America has oceans on both sides — but barely any shipyards left to fill them. The US now controls less than 1% of global commercial shipbuilding, operates just eight yards capable of building vessels over 400 feet, and is outproduced by China at a 200-to-1 ratio. To tackle this problem, the Trump administration has released a Maritime Action Plan (MAP) to revive the sector.
Charting shipbuilding courses: The White House aims to rebuild domestic shipbuilding through hundreds of billions in federal financing, new Maritime Prosperity Zones, and potential fees on foreign-built vessels calling at US ports. The strategy centers on four pillars — expanding shipyard capacity, strengthening workforce training, protecting the maritime industrial base, and supporting national security. Yet a core tension sits at the heart of the plan — President Trump has pushed ultra-expensive “golden fleet” warships, while his own Office of Management and Budget recommends a very different path.
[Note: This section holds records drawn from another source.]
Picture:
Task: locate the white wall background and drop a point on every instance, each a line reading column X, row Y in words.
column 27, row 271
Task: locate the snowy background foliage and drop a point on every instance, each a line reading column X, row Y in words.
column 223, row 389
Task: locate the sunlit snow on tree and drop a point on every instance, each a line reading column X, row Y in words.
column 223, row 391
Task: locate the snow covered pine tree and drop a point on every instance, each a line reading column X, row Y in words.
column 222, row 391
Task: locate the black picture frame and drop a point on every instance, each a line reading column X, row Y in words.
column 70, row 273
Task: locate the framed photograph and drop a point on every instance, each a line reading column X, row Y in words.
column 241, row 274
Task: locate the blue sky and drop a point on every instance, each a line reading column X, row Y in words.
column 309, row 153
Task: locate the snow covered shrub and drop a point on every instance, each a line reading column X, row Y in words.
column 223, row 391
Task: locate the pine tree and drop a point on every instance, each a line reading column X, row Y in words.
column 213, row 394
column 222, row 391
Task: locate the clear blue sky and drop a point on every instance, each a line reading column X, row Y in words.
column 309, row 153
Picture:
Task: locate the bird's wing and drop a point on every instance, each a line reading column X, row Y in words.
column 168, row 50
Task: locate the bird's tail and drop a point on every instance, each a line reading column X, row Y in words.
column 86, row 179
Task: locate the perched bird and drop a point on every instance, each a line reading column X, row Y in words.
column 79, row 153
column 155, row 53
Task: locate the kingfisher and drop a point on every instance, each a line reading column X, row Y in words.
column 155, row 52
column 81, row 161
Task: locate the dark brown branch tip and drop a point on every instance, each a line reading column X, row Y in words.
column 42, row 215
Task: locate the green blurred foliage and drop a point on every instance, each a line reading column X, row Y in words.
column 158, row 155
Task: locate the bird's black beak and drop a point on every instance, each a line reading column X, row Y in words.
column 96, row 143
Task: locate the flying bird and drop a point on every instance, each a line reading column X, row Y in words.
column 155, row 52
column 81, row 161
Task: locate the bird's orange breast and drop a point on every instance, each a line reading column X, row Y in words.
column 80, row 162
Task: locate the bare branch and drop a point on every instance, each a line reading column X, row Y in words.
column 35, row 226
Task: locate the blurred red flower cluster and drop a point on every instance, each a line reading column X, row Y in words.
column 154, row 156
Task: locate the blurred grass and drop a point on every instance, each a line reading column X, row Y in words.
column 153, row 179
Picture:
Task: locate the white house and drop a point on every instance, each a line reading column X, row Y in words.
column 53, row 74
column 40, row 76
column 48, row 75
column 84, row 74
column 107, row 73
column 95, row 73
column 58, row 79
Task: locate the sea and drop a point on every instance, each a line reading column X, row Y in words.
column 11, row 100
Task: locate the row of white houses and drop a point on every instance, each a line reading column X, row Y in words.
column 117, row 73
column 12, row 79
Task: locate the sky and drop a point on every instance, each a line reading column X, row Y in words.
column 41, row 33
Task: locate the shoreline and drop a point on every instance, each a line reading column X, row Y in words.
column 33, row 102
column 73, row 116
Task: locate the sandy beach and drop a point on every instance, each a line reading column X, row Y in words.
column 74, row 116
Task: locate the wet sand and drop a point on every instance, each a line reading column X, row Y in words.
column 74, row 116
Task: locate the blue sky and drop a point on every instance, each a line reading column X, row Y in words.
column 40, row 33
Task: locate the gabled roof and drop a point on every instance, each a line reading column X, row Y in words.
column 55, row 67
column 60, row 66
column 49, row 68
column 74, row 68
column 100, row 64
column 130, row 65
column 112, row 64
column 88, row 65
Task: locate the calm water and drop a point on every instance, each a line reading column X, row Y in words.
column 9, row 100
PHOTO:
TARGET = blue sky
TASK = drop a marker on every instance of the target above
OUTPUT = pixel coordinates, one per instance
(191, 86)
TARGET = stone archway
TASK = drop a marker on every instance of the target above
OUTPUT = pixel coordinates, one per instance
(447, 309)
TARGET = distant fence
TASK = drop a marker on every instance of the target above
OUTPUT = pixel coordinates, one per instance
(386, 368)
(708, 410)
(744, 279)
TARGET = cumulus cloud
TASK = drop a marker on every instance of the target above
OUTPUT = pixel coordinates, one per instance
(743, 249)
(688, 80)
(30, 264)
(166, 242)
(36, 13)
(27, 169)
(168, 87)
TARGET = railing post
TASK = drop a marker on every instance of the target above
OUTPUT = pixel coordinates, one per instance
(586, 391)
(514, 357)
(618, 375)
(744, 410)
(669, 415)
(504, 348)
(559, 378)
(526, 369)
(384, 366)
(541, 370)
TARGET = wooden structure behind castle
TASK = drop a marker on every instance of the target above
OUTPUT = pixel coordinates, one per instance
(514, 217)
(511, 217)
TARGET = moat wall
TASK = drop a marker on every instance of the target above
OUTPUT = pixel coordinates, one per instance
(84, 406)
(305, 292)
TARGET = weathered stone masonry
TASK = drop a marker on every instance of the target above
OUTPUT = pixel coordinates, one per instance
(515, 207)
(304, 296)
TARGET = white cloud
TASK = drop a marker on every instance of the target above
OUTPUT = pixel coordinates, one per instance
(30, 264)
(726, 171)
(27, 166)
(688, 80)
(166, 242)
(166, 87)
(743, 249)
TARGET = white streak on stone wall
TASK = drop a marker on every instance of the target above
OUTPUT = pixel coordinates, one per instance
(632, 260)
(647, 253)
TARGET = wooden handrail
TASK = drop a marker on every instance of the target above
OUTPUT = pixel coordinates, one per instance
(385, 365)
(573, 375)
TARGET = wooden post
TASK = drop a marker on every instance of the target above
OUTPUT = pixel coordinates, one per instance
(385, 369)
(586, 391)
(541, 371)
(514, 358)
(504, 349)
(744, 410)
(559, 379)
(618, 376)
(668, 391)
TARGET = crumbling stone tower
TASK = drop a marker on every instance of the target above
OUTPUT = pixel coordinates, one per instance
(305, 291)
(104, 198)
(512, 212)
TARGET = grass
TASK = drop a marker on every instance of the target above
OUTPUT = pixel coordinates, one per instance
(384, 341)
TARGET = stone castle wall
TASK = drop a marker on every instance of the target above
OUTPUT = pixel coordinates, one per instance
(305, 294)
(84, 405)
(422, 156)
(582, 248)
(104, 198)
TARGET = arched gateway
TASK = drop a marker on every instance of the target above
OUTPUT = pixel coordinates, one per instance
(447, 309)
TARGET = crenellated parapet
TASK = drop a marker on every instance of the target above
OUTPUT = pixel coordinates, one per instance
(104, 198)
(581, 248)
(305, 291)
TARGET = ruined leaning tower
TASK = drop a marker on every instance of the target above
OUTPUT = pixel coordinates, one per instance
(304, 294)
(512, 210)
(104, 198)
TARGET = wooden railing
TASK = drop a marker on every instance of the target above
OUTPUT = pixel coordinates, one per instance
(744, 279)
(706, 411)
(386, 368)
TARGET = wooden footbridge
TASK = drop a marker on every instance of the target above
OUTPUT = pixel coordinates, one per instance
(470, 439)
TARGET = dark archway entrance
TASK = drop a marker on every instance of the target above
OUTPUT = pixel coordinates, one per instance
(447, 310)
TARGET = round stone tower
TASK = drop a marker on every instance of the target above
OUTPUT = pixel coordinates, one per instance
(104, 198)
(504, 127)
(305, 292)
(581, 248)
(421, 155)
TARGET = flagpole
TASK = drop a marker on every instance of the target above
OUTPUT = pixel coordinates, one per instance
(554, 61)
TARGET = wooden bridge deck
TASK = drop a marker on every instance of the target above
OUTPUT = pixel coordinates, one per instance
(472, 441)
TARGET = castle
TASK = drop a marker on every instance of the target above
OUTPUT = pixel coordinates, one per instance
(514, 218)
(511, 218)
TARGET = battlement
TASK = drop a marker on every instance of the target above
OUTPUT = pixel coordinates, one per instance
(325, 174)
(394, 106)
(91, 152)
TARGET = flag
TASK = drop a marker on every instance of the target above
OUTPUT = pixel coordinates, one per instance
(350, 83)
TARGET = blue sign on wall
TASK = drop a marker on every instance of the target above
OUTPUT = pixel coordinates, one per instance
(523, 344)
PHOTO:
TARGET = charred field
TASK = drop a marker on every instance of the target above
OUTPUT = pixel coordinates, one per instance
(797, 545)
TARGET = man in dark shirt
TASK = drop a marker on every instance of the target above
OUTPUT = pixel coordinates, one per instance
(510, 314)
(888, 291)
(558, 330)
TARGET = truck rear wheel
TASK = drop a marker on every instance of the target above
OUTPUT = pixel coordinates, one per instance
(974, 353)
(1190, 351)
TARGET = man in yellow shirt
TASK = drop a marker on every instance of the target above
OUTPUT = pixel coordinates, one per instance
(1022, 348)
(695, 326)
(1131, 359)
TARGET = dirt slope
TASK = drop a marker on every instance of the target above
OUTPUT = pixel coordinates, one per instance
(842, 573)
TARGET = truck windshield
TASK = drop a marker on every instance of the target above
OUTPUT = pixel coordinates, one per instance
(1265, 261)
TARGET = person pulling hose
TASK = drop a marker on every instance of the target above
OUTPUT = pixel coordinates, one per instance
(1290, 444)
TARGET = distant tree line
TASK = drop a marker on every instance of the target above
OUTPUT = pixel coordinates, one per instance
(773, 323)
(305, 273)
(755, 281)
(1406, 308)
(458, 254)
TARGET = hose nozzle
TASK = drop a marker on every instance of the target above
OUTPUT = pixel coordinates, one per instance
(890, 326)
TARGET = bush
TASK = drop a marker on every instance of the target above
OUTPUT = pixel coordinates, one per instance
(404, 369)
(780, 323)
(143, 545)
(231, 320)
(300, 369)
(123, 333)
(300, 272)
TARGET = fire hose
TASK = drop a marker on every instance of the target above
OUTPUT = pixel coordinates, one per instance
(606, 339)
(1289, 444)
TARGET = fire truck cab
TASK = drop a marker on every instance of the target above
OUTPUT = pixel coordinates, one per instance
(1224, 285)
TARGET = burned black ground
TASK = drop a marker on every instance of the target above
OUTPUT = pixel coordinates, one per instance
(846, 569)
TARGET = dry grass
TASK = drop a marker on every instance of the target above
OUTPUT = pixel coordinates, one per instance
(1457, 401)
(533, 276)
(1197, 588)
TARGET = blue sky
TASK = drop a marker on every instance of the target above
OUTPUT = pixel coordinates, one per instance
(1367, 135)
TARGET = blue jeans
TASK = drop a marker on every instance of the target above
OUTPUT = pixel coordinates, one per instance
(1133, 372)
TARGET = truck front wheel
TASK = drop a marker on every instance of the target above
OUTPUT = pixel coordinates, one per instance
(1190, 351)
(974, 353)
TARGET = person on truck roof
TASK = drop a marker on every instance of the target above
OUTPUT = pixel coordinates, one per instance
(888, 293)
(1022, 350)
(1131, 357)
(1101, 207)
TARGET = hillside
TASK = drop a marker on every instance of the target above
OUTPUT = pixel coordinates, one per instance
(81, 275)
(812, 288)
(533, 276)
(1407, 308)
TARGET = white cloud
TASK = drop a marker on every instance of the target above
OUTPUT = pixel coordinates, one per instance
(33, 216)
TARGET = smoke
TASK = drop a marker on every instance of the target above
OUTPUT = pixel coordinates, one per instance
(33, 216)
- The plan proposes creating 100 Maritime Prosperity Zones across coasts, inland rivers, the Great Lakes, and US territories to drive waterfront investment over the next decade.
- It also suggests a fee on foreign-built vessels calling at US ports, which could generate $66B to nearly $1.5T over ten years to fund domestic shipbuilding capacity.
Warship Strategy Reset
According to the Financial Times, the administration’s maritime experts are urging the use of existing commercial or government vessel designs that can be adapted for multiple missions with minimal modification — essentially cheaper, flexible ships built in partnership with allies. The approach reflects a changing battlefield where drone warfare can destroy multibillion-dollar vessels in seconds, and 90% of military supplies still move on commercial fleets. The Navy appears to be taking note, with its FY2027 budget proposal potentially doubling ship procurement to 34 new vessels compared with 2026 levels.
- The US Coast Guard signed contracts with Davie Defense (UK-owned Inocea’s US arm) to build Arctic security cutters while exploring shipbuilding partnerships with South Korea and Greece.
- The US currently has just 66 shipyards, including eight active builders, 11 with build positions, 22 repair yards with drydocking capability, and 25 topside repair facilities.
Building the structure: Three defense contractors sit at the center of any US shipbuilding revival: Huntington Ingalls IndustriesHII, General DynamicsGD, and BAE SystemsBAESY. These firms build or service much of the Navy’s fleet and stand to benefit from higher spending. But shipbuilding success depends on stable policy and long-term planning, and history shows that industrial booms in East Asia only worked with sustained government support, export focus, and consistent strategy — something Washington has struggled to maintain. America doesn’t lack shipbuilding ambition — it lacks shipbuilding patience.